Introduction

Overweight and obesity represent notable risk factors for many non-communicable diseases, and contribute significantly to global mortality rates [1,2,3]. Indeed, it has been estimated that by 2030, obesity and overweight will dramatically increase [4]. Obesity and overweight are associated with many diseases and clinical conditions, such as diabetes, cardiovascular disease (CVD), disability, depression, and early mortality [5].

Various anthropometric indexes can be used to get an overview of the body composition and health status of the body [6]. For example, body mass index (BMI), hip circumference (HC), waist circumference (WC), and WHR can be used to measure and monitor obesity [7]. In recent years, novel anthropometric indexes such as VAI and BAI have been introduced to measure body fat distribution accurately [8]. BAI appears to represent a good assessment of fat percentage using HC, height, and gender [9]. Whilst VAI is used to evaluate adipose tissue and its function based on gender by using anthropometric and biochemical parameters, such as waist circumference, body mass index, blood triglyceride concentration, and blood cholesterol [10].

Throughout the body, including adipose tissue, the plasma membrane contains a small (50–100 nm) complex, invaginations, and flask-shaped specialized structures, called caveolae, that have cholesterol and sphingolipids in their structure [11]. Caveolae are involved in lipid metabolism, signal transduction, and endocytosis [12,13,14,15]. Caveolae contain proteins called caveolin [16], which are integral membrane proteins that have scaffolding functions, and are regulators of many signaling pathways [17, 18]. There are three forms of caveolin: caveolin 1, caveolin 2, and caveolin 3, which are expressed differently and can all affect obesity [19]. Caveolin-1 is expressed in adipose tissue, caveolin-2 is expressed with caveolin-1 to form hetero-oligomers, and caveolin-3 is the muscle-specific isoform of caveolin [12, 15]. As an interactive gene, caveolin interacts with cholesterol and plays an essential role in its metabolism and regulation [20]. Due to the notable interaction of caveolin with cholesterol, animal studies have shown the significant effect of a high-cholesterol diet on the expression of the caveolin gene [21].

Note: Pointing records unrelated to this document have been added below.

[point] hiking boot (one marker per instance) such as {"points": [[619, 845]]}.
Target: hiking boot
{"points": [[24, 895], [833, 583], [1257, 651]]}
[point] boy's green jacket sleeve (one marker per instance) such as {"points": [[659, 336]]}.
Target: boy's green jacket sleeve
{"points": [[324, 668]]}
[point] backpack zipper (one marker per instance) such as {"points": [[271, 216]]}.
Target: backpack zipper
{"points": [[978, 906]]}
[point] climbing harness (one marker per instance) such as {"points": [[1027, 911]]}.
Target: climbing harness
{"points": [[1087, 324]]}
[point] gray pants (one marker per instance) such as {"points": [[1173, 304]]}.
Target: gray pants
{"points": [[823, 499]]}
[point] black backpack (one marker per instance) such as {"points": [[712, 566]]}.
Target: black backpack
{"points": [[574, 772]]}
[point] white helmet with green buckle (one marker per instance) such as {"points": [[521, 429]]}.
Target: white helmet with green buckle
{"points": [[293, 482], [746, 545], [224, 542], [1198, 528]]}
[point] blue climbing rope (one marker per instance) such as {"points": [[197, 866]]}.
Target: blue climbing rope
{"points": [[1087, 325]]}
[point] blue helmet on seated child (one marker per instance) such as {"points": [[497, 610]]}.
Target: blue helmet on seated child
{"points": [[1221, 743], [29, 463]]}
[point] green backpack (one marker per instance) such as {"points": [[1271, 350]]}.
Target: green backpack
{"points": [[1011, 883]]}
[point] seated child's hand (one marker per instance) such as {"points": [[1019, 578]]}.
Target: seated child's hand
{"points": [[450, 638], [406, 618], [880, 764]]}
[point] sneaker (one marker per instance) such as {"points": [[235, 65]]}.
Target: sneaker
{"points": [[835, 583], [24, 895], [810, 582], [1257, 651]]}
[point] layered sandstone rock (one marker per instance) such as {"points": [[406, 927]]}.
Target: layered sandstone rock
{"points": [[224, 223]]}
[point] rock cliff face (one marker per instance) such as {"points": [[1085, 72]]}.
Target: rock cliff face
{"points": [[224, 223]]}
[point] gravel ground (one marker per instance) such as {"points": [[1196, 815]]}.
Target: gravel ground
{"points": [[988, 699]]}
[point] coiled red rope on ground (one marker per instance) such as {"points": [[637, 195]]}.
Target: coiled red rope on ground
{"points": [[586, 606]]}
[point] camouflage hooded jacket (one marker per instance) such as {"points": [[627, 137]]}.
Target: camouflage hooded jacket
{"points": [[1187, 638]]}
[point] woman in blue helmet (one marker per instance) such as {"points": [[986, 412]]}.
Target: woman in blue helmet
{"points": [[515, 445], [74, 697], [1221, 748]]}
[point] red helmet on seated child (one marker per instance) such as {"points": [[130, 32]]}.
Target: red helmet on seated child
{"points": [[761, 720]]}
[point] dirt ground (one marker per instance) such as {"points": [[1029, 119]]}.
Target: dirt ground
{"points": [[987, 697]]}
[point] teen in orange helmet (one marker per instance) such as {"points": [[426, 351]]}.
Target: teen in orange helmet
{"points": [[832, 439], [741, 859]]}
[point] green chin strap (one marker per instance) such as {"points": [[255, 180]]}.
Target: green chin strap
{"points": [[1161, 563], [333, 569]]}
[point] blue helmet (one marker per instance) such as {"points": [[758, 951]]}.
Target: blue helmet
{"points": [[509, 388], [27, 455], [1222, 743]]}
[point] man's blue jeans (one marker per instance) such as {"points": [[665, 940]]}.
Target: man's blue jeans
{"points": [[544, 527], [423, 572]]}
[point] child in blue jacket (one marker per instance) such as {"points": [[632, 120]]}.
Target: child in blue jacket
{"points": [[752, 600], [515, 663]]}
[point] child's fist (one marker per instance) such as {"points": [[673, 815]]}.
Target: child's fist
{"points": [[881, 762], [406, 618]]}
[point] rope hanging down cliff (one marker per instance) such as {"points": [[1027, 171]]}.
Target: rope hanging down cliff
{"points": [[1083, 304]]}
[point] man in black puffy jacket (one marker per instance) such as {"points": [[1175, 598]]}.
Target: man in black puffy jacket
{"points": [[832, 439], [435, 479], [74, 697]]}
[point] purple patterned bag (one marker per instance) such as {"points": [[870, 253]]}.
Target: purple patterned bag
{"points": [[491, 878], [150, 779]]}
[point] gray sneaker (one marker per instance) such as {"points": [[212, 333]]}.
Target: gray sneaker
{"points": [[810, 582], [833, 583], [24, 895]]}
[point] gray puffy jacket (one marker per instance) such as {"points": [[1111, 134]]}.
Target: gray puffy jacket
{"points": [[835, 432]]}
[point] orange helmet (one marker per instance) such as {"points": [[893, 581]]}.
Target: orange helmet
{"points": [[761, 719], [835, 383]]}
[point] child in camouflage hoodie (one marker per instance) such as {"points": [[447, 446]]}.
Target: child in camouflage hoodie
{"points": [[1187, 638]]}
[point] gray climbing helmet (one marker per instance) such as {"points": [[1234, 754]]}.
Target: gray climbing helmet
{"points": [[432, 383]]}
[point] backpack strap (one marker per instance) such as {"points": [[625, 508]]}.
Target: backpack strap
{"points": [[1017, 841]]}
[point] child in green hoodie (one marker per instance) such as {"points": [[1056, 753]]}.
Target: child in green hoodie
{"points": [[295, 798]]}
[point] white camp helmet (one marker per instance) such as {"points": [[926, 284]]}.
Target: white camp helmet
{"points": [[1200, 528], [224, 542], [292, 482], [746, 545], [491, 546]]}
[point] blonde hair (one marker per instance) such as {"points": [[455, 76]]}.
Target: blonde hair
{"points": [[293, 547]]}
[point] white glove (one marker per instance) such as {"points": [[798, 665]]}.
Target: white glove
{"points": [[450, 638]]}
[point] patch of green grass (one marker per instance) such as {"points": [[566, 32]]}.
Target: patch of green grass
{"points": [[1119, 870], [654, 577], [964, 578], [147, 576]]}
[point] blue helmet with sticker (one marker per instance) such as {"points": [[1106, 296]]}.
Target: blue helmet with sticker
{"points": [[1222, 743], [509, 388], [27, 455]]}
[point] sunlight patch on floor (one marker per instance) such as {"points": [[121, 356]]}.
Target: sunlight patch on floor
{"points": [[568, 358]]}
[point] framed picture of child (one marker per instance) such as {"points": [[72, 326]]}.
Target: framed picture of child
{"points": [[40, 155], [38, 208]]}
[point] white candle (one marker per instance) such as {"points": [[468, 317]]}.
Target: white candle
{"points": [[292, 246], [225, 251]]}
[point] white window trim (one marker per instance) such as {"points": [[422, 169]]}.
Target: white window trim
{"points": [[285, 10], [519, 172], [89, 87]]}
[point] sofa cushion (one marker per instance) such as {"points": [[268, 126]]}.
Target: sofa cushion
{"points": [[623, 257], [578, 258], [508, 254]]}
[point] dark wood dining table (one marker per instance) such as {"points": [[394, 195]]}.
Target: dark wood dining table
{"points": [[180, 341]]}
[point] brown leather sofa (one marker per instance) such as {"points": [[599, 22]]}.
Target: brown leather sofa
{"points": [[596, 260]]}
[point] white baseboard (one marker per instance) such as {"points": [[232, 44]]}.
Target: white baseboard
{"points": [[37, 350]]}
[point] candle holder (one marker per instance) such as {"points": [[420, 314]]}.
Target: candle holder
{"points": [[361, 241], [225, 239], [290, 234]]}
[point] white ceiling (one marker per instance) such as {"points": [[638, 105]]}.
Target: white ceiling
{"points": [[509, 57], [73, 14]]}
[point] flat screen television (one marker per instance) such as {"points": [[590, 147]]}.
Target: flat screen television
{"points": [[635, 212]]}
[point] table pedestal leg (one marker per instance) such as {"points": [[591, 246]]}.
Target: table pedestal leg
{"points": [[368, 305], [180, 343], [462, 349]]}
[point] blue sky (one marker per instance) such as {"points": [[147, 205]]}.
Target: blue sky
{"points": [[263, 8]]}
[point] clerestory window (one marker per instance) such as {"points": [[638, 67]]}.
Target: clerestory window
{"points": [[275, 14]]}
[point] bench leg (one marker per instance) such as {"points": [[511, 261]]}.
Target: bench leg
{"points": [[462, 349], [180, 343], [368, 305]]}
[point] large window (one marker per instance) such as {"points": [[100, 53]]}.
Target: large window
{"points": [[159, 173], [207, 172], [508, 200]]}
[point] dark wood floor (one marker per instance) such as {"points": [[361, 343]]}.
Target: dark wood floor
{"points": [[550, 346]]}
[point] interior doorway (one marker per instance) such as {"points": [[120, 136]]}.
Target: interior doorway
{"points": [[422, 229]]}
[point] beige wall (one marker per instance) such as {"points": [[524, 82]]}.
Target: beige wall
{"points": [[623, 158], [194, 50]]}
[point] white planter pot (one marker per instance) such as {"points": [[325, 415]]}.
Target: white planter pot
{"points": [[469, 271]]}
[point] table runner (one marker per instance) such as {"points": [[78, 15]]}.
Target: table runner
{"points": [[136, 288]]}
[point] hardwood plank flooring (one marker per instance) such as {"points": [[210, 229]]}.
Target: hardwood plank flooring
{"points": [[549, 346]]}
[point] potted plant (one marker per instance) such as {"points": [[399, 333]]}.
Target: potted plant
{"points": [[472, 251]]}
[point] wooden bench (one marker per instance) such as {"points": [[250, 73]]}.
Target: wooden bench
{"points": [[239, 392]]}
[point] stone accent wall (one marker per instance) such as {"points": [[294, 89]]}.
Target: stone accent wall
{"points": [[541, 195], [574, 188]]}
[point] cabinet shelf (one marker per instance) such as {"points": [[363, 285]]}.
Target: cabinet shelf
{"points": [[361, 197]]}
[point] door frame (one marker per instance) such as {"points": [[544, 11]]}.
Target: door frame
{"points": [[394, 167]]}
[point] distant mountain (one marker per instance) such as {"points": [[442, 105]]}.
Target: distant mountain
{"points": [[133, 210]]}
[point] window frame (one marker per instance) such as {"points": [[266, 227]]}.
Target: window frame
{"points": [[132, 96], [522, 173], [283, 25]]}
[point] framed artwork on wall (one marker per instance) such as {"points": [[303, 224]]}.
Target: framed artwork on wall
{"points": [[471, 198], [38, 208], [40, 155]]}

The quality of dietary fat intake is related to obesity and body fat percentage, and to examine this relationship, all aspects of fatty acids in the diet should be considered [22]. Indeed, most studies have been performed on the role of diet in the expression of the caveolin gene in animals. According to such studies, caveolin can be influenced and regulated by obesity and diet [23]. Fat consumption is known to impact adipose tissue [24]. Moreover, to evaluate the quality of dietary fat, several indicators can be used, including the cholesterol-saturated fat index (CSI) [25] and W6/W3 ratio [26].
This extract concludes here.